Tariq shuddered in the spring warmth. Never in his long years of psychic workings had he encountered a mind that could simply repel him without even pausing in what the body was doing. Who possesses such power? Outside the open louvre, the raven shook its feathers, aware of its master’s mood as he was aware of its.
Tariq returned to the tiles. The third rank represented the present. The Fool, the Magician, the High Priestess, the Hierophant, and, the Star. Senseless omens! What ails in the ethereal?
The future, found in the fourth rank, remained closed to him, the tiles jumbled; he actually drew an empty one, somewhat that rarely happened as there was only one in the entire set. He set the fifth rank without any hope of spying the far-future. His expectations fulfilled, he prepared to put the tiles away when the raven cawed from the roof peak. He had seen Gregyn in the ink this morning and knew the lad neared. Heartened, he now sent his thoughts out and felt the lad’s mind near to hand. The boy didn’t respond; to become distracted in the swamp was a danger that he had trained his apprentices never to allow.

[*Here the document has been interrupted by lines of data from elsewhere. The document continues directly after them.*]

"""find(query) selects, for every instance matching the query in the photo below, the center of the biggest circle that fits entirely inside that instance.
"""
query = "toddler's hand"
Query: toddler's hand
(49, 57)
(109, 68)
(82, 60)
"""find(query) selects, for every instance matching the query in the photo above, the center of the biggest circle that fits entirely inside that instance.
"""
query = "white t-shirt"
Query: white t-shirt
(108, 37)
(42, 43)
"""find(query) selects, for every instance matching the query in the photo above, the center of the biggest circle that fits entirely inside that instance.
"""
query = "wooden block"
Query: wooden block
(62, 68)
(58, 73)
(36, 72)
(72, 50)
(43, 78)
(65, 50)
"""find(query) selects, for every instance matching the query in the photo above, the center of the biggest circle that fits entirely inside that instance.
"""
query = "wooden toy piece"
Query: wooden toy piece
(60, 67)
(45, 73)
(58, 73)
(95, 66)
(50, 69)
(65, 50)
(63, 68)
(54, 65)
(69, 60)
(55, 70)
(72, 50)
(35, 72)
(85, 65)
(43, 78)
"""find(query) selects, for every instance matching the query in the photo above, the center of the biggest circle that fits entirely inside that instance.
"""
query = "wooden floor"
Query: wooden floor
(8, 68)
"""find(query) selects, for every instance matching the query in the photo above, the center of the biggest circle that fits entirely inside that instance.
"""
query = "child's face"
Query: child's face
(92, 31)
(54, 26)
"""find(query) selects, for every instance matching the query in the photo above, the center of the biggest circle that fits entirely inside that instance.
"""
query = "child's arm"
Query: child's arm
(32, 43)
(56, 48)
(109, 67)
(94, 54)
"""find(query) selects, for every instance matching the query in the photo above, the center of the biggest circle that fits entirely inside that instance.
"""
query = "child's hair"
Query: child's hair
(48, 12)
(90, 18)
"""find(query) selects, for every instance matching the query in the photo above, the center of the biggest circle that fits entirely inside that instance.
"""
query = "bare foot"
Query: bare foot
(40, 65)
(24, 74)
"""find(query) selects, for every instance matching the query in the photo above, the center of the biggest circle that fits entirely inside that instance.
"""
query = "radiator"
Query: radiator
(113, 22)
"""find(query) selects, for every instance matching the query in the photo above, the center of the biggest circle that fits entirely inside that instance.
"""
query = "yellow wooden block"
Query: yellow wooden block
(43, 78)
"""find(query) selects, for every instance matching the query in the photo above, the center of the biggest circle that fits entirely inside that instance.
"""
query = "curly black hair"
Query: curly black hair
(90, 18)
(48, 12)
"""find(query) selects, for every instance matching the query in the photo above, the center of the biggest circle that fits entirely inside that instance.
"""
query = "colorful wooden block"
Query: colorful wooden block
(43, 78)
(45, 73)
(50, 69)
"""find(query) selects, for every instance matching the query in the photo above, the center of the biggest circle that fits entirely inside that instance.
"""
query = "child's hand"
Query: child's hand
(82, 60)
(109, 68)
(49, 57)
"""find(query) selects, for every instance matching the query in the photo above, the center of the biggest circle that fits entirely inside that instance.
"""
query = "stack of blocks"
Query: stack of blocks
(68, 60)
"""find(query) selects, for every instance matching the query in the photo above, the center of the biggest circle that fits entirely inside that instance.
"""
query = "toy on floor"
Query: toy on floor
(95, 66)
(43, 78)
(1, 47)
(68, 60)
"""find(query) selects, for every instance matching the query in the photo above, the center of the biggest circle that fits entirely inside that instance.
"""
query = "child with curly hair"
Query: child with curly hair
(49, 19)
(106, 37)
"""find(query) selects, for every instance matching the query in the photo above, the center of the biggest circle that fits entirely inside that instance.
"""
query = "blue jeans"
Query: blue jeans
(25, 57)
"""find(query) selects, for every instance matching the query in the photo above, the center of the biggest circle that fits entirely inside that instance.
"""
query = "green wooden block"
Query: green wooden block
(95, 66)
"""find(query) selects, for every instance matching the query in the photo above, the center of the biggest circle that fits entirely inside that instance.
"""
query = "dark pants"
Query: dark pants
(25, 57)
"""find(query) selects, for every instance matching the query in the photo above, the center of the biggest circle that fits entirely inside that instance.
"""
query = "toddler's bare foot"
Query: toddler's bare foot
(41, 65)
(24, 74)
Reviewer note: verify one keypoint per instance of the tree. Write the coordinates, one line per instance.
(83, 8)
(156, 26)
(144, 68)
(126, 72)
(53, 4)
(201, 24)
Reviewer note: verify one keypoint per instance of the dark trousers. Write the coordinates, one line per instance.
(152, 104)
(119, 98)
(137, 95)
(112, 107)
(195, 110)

The stew he’d begun that morning neared perfection in a meal! Tariq set the table with a wooden bowl and spoon, cheese and a basket of bread — a rich spring meal even in the swamp, for there was a limit to what might be grown in winter. The lad rode into the compound just as his master came to the porch. A tall, narrow-hipped young man with the wide shoulders and long arms of a man-at-arms, Gregyn rode a grey warhorse. Despite the sword at his hip, the old man saw an eight-year-old lad with a shock of dark hair shading wise grey eyes set in a half-starved face. He had to remind himself that his apprentice was no child now. Gregyn possessed great skill to go with a phenomenal power. What Tariq had done to prevent the squander of that power had been necessary; if the lad ever knew the extent of his power, the mage might wish that he’d been a less harsh master.

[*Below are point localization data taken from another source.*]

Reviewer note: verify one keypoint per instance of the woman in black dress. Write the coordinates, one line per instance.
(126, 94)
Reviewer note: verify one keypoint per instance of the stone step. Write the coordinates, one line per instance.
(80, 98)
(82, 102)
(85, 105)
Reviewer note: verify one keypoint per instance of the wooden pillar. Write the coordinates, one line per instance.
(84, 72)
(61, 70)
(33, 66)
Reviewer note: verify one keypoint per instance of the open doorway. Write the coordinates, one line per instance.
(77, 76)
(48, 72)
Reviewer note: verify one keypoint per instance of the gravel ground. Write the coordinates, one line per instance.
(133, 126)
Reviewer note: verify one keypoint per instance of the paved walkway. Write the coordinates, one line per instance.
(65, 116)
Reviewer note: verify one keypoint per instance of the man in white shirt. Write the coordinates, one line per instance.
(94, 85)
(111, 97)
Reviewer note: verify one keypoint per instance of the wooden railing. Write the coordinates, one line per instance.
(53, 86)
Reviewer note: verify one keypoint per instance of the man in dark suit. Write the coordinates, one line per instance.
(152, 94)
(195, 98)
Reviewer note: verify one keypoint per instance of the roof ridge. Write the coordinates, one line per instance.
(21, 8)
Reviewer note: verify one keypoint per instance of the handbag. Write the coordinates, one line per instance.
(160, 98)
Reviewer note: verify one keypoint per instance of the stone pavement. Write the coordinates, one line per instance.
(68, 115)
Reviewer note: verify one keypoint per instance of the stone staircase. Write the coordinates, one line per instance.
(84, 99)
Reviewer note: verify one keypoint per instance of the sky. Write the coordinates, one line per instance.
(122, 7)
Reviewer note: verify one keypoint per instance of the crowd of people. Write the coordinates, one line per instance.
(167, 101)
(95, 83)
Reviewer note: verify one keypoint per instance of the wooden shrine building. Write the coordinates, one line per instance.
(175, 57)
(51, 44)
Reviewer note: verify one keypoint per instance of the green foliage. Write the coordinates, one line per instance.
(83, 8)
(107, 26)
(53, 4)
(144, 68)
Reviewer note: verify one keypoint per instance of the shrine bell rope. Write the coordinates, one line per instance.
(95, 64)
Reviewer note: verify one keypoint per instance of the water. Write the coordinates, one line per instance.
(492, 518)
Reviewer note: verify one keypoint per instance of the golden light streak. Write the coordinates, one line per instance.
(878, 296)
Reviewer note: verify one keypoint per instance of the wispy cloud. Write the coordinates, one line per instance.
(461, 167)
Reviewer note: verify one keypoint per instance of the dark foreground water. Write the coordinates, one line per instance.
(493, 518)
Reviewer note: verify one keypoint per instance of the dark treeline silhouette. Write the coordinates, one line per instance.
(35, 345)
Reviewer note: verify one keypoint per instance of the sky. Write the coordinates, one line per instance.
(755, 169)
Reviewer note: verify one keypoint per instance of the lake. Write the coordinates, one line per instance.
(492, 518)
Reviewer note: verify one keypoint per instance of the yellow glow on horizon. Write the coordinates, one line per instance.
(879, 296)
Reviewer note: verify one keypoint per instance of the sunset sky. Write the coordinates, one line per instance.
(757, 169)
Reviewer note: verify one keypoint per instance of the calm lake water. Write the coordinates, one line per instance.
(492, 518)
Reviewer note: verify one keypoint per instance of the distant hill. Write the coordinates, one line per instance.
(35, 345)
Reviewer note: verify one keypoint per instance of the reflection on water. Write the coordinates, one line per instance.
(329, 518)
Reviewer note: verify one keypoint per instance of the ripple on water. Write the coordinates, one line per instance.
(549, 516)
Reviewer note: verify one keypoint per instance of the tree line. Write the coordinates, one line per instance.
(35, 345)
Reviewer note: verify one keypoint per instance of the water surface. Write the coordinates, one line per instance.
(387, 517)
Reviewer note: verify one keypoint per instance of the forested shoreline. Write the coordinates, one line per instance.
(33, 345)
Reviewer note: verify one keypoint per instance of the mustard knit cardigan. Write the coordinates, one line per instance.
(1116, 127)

Gregyn, filthy, dismounted and led his mud-splattered horse to the porch.
“Master Talidd, may I have permission to bathe and care to my horse before I attend on you?” the lad asked, using the name Tariq presented to the world. He’d grown a bit more over the winter and his voice seemed deeper. His jaw was shadowed with stubble.
“Of course. There’ll be a meal waiting.”
The swamp could tire one who lacked what Tariq possessed to keep him safe. Was it the bravery of youth or did Gregyn possess skills that Tariq knew little about? An apprentice of his strength could write his own lesson book and therein lay the risk to the master.

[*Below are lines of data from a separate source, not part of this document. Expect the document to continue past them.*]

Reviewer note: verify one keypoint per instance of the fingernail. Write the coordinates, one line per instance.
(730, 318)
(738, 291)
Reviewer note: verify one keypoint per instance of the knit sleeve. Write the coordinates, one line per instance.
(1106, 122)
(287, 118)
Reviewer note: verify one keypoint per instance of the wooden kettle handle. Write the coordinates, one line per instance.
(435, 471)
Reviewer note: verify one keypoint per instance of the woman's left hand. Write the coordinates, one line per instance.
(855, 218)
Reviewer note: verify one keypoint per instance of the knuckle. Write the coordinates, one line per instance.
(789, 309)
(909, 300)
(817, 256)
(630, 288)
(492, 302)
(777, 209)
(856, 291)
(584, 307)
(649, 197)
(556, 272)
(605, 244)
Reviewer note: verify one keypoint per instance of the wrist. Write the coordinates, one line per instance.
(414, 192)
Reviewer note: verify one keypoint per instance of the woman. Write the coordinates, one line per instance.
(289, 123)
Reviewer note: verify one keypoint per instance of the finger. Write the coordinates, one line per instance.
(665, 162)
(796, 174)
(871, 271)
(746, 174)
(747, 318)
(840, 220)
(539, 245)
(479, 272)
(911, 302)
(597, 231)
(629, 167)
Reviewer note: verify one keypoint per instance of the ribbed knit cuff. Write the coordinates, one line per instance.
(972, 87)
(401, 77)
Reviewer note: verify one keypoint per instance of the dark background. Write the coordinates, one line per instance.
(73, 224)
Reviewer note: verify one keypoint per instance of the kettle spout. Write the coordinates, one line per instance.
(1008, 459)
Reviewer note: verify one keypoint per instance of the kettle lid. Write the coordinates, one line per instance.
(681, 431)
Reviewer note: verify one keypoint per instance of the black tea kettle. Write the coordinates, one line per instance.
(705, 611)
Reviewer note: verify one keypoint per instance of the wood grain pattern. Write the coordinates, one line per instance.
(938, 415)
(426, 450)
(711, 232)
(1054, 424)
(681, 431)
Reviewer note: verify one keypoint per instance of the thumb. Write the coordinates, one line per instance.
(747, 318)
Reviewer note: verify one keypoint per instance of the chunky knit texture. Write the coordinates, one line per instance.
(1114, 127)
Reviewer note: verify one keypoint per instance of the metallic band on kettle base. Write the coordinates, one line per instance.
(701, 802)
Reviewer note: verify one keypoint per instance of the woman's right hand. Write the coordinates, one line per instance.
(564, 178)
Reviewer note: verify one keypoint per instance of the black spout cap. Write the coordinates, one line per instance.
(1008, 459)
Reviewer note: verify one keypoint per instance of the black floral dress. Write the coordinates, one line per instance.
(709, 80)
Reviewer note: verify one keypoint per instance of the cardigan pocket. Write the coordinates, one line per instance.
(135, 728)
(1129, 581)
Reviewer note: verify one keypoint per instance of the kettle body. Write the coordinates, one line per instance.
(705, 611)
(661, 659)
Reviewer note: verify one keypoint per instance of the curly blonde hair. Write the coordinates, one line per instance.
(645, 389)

Gregyn returned to the lodge nearly a watch later, shaved, washed and dressed. The man Gregyn knew as Talidd remembered when the lad walked the island in little more than a linen breech cloth. Now he’d donned blue linen breecs, probably left behind when he’d gone to Galornyn, and a white shirt blazoned with the dolphins of Galornyn. His feet were bare, though.
“Eat!” Talidd encouraged. “You may report later.”
Gregyn hesitated for only a moment before setting to. After living on flat bread and hard cheese for a catmoon, he naturally warmed to real food. Talidd thought he sensed wariness. At 17 or 18 (for truly none knew Gregyn’s birth year) was a difficult age for apprentices. He’d been away at Galornyn all winter where there were many young lasses to turn a lad’s head. That could bode ill if he’d decided the rituals were distasteful. Tariq needed his power in the rituals.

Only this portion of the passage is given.